Lelaki itu menyapa sambil menepuk punggung tangan Ara. Dia bicara seakan sudah mengenalnya begitu lama.

Ara melongo.

"Ooh, kelaparan, ya?" Dia terkekeh.

Mendengar suara itu Ara kaget bukan kepalang. Pikirannya yang tengah kosong lambat laun terasa aneh, seperti tengah diisi oleh sesuatu yang ganjil dan di luar nalar. Tiba-tiba Ara seolah pernah mengenal lelaki di sampingnya meski entah di mana.

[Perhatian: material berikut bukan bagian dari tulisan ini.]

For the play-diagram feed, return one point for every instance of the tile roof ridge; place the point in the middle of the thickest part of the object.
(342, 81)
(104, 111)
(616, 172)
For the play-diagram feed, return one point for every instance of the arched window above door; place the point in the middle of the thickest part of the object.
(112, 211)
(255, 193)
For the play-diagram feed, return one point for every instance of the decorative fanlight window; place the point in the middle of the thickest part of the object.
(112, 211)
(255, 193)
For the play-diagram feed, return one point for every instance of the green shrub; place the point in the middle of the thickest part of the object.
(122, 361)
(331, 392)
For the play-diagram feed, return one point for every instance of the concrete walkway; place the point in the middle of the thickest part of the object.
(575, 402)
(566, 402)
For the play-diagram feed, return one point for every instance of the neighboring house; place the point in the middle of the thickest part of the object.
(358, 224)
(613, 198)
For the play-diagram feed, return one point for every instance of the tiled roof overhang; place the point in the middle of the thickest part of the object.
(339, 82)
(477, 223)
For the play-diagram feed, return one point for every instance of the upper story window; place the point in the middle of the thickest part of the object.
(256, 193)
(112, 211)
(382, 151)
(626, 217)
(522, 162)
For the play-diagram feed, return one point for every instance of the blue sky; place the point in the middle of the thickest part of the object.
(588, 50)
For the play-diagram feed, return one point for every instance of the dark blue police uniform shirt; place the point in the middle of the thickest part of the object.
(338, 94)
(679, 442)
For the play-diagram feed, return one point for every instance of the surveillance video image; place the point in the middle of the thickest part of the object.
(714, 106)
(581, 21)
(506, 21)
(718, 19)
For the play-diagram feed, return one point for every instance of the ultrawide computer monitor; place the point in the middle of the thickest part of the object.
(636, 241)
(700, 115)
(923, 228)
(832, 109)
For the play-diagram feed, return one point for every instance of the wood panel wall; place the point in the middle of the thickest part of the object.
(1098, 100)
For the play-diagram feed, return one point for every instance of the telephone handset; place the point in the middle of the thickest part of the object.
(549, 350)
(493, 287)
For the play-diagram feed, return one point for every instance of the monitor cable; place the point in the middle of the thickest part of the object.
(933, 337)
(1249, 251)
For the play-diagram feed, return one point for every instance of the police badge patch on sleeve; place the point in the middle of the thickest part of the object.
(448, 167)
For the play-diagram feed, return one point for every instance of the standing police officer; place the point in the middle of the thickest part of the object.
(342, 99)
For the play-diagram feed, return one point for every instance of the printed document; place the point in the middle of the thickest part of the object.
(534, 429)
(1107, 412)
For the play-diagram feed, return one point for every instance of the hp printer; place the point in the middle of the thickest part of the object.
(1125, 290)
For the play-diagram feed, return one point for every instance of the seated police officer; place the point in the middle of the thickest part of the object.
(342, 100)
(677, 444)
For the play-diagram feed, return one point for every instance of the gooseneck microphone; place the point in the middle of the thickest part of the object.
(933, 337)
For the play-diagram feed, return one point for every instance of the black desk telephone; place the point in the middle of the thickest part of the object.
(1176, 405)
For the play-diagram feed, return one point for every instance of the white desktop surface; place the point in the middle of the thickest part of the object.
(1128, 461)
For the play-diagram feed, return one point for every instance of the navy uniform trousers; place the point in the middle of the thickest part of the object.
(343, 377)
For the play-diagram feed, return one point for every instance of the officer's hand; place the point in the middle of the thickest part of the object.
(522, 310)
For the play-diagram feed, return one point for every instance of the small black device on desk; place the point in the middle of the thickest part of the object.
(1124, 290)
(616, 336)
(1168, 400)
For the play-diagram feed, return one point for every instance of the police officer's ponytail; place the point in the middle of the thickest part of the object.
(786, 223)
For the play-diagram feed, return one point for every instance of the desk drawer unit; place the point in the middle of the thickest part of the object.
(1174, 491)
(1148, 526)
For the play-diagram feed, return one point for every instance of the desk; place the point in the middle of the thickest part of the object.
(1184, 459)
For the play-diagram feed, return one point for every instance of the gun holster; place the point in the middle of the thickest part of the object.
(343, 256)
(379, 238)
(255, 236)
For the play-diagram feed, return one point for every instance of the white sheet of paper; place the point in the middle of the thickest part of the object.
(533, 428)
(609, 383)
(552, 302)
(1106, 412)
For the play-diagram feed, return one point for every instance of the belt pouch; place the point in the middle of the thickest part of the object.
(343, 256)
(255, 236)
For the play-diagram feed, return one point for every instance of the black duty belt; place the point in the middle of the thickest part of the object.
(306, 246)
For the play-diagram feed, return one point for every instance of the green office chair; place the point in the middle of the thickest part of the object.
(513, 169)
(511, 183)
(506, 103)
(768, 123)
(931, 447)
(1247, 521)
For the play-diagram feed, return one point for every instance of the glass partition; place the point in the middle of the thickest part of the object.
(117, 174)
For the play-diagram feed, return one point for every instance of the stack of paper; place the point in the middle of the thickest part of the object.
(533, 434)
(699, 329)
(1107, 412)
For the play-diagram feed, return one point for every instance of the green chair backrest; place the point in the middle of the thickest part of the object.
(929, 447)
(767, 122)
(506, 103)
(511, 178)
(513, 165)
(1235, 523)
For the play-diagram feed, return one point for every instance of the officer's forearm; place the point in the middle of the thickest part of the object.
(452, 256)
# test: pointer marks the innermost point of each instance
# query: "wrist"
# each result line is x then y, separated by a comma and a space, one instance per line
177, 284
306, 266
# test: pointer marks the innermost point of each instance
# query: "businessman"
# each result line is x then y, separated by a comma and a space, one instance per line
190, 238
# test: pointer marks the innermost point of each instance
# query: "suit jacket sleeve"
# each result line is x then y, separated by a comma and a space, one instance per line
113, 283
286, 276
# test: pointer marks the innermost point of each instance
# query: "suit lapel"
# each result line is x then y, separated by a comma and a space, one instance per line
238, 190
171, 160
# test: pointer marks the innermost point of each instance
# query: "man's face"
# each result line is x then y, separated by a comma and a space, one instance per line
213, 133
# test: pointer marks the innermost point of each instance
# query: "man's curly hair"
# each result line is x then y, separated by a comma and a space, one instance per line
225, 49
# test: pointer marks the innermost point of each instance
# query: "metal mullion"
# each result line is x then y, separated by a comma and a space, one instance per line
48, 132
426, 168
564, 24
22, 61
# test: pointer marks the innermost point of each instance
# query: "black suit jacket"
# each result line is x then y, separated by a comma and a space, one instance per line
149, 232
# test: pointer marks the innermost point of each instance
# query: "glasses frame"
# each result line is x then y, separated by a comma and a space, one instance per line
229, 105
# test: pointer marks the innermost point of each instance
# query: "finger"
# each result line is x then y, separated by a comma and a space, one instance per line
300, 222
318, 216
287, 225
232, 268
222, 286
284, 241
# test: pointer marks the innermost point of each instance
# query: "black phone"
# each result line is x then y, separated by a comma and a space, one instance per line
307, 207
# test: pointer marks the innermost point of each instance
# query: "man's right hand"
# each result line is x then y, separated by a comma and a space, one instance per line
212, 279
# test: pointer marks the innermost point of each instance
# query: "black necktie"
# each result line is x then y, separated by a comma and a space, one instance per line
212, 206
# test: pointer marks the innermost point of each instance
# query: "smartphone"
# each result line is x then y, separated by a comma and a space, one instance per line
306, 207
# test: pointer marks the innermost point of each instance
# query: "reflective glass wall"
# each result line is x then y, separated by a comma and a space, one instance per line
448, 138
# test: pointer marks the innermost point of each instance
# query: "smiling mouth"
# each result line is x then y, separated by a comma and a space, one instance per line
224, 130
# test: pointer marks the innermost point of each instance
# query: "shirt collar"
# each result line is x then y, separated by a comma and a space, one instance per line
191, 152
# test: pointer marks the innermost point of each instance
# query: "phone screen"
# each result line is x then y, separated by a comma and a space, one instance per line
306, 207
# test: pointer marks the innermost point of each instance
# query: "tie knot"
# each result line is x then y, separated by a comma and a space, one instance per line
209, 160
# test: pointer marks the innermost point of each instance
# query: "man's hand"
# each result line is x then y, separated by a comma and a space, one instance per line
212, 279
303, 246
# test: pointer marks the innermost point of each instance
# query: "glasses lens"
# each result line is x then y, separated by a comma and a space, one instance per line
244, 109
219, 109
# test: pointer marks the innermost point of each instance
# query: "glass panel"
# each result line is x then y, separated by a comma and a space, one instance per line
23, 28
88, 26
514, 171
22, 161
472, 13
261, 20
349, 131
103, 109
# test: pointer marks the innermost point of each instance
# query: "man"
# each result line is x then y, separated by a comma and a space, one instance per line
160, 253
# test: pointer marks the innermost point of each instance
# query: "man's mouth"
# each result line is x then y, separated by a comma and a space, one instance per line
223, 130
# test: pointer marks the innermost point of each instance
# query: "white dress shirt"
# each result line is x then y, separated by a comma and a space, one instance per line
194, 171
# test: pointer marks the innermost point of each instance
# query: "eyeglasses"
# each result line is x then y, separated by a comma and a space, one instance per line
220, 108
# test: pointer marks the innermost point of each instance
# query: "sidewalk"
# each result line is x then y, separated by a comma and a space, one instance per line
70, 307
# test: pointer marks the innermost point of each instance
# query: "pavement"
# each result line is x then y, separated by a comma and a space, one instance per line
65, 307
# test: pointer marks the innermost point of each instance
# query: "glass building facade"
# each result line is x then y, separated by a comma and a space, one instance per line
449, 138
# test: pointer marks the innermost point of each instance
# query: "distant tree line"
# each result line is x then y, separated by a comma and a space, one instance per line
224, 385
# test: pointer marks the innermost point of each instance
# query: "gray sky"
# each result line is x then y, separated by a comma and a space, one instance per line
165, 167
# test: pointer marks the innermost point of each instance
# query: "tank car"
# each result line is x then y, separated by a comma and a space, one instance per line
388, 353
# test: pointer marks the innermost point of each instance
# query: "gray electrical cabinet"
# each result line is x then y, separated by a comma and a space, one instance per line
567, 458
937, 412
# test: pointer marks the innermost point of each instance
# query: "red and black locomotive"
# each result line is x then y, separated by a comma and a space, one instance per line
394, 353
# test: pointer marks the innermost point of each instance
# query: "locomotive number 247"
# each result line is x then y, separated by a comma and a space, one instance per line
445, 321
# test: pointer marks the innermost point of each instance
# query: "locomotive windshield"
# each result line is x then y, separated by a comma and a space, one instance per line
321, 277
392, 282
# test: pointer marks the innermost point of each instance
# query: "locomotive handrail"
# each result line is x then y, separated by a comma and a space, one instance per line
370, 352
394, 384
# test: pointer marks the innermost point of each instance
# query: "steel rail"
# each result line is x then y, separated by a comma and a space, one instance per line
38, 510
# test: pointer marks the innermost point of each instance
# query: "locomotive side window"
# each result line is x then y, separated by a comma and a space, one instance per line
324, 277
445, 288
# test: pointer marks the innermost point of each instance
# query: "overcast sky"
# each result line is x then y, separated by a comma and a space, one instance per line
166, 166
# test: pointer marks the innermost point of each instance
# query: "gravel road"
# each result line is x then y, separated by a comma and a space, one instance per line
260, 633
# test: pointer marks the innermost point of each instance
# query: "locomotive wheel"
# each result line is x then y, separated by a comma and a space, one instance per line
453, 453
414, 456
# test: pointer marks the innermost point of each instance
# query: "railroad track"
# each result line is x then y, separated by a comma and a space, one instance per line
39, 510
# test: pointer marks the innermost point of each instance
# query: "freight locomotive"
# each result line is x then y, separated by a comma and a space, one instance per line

"Kalau makannya sudah, kita keluar, yuk," bisiknya pelan.

Ara hanya mengangguk. Dia hanya merasa aneh, kenapa harus mengangguk.

"Kamu mau ke mana? Kok sendirian aja ?" sambungnya ketika mereka sudah keluar.

"Entahlah--" Jawaban Ara terdengar hanya seperti menggumam.

"Dari?"

"Jakarta."

"Mau ke?"

"Jogja."

"Nggak bawa apa-apa?" Lelaki itu menatapnya lagi.

"Hilang." Entah kenapa, Ara seperti tidak bisa berbohong.

"Trus, sekarang mau ke mana?"

Ara menatap mata lelaki itu. Mata teduh dan senyum yang tak lepas dari bibirnya. Gadis itu menggeleng pelan.

"Aku nggak bawa kendaraan. Kita balik ke rumahku dulu, lalu kuantar kamu ke mana pun kamu mau balik. Oke?"

Lagi-lagi Ara mengangguk. Ada sesuatu yang membuatnya percaya pada lelaki itu.

Mereka naik Trans Jogja hingga ke terminal Giwangan, lalu Ara dituntun untuk naik ke sebuah bis jurusan--

Entah. Ara tak terlalu memperhatikan. Seluruh dunianya hanya terisi lelaki itu, dengan senyum dan mata teduh yang membuatnya terlena. Dia lupa kalau tak punya apa-apa, dan tak tahu diajak ke mana.

Ara duduk tenang di sebelah lelaki itu. Mereka bercerita tentang banyak hal, hingga bus sudah jauh keluar kota Jogja.

"Di depan ada terminal yang agak besar. Boleh kusimpan saja cincin dan antingmu? Aku takut kalau ada yang berniat jahat." Lelaki itu berbisik.

Tanpa perlawanan, Ara melepas apa yang dia minta. Dan lelaki itu menerimanya masih dengan senyum yang sama.

Ara sedikit terganggu saat kernet berteriak menyebutkan tujuan terdekat. Namun lelaki di sebelahnya kembali menenangkan. Dia menepuk punggung tangan Ara.

"Tidur sajalah. Kamu pasti lelah. Nanti kubangunkan kalau sudah sampai." Bisikannya memang benar-benar manjur.

Perlahan, Ara merasa matanya kembali berat. Kelopaknya menutup sempurna, tanpa tahu siapa nama lelaki di sebelahnya.